After the deed is done – the various vials of blood tucked into their stands, the IV line wrapped up with gauze and tape – I am prohibited from leaving my foxhole immediately. I am usually coaxed to lie back to be monitored for the tell-tale signs of an approaching vagovasal response. At times I will sit up and say how great I feel and am allowed to stand. Time before last, as Alice, Dena and I were chatting, Alice stopped mid-sentence: “Are you all right, you look a little white.” Back down on the bed.
This past week Fabulous Alice was absent for the first time. I believe she abandoned me for the Kentucky Derby. Evidently she cares more about her horse than me, so I’ve struck her from my Christmas card list. I will admit this caused some anxiety for me, as I was concerned that I would be separated from Sir Robert. The last couple of times Alice has managed to stall until Robert has arrived. I’m supposed to start the bloodletting by 7:30 a.m., but Robert doesn’t get in until about 8 a.m. Even Dena wasn’t there to provide distraction by yelling at people or throwing things – she claims she had a hearing to go to, but I oddly enough I saw two women on tv that looked remarkably like Dena and Alice watching the horses and drinking mint julips. In any case I was on my own, except for my friend Doug Larkin who drove up with me. (Dena fears I might pass out on the way back from Baltimore and drive into the harbor or a random storefront; thus, she refuses to let me go by myself.)
However, I lucked out because Alice’s stand-in, Susie, just happened to be a rockstar blooddrainer herself. She’d been briefed by Alice and was appropriately petrified that I might go dark on her, but she soldiered through and did about as good a job as Robert. Next time Alice is out, I will ask for Susie by name and hope it’s not misconstrued. I’ve been confused for a stalker in the past and have had my share of restraining orders. But, what, hasn’t everyone?
Ultimately, though, there’s no matching Sir Robert for sheer arm-stabbing mastery. He has a PhD in Jabbery. Others come to him for difficult jobs. I’ve seen him step in when one woman was literally howling in pain because the nurse trying to slip in a needle couldn’t get it into the vein. Robert told me of one incident in which a woman’s IV “blew out” and he had to fix the situation. And yes, he used the term “blow out.” Which brings horrific and gruesome images to mind – blood and bone and flesh and needle and IV plastic splattered on the wall in a horrible soup. I harbored such nightmares during the days of IL-2 when I lived with a variety of tubes in me for weeks at a time, fearful that in my sleep I’d turn the wrong way and have the line ripped from my arm.

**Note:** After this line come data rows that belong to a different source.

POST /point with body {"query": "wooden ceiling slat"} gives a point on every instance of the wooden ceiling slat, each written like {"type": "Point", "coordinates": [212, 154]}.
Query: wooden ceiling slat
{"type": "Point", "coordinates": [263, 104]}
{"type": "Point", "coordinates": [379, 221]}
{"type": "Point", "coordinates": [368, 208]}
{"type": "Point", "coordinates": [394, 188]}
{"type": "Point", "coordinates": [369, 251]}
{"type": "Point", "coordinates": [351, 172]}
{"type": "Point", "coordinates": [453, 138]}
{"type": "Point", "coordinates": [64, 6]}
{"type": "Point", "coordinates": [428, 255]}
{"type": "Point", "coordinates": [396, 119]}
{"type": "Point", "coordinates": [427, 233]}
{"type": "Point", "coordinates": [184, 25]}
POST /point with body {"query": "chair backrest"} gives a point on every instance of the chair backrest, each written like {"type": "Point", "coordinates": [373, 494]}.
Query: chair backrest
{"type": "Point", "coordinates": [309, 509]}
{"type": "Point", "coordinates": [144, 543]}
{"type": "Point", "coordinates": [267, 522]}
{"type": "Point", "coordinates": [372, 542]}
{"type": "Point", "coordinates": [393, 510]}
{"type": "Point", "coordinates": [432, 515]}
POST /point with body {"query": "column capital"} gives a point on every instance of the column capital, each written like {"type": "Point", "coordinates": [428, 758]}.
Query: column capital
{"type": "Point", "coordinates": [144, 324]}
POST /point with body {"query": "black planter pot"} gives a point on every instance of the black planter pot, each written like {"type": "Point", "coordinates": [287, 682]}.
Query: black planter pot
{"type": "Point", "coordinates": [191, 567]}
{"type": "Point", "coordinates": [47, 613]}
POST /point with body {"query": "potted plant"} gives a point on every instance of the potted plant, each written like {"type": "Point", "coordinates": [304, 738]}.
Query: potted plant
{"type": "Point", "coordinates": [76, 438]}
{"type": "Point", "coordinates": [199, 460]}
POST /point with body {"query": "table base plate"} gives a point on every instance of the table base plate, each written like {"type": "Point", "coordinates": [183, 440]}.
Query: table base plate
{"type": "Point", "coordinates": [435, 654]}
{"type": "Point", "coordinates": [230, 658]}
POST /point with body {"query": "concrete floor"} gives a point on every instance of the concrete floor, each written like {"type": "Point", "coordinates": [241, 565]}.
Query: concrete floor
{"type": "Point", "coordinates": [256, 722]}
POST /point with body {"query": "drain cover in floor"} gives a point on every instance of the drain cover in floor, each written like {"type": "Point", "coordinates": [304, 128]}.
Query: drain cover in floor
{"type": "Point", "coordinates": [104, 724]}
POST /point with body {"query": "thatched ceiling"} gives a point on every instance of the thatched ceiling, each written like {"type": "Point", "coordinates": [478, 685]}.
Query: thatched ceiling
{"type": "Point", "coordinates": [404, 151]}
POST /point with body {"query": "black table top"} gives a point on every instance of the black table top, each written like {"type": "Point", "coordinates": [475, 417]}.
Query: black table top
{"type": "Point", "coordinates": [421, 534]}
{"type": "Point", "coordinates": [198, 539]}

“They’d had a hard time getting the line back in,” he said. “When I got there, she had been stuck about eight times.”
Unfortunately, not even Sir Robert would be able to fix me should something like that occur. On the fourth stick, I would have projectile vomited on the nurse and hurled myself from the hospital window, probably passing out on the way down.
Which is why I say: Always tip your Phlebotomist. You want a happy needleplunger. The bitter ones carry shanks.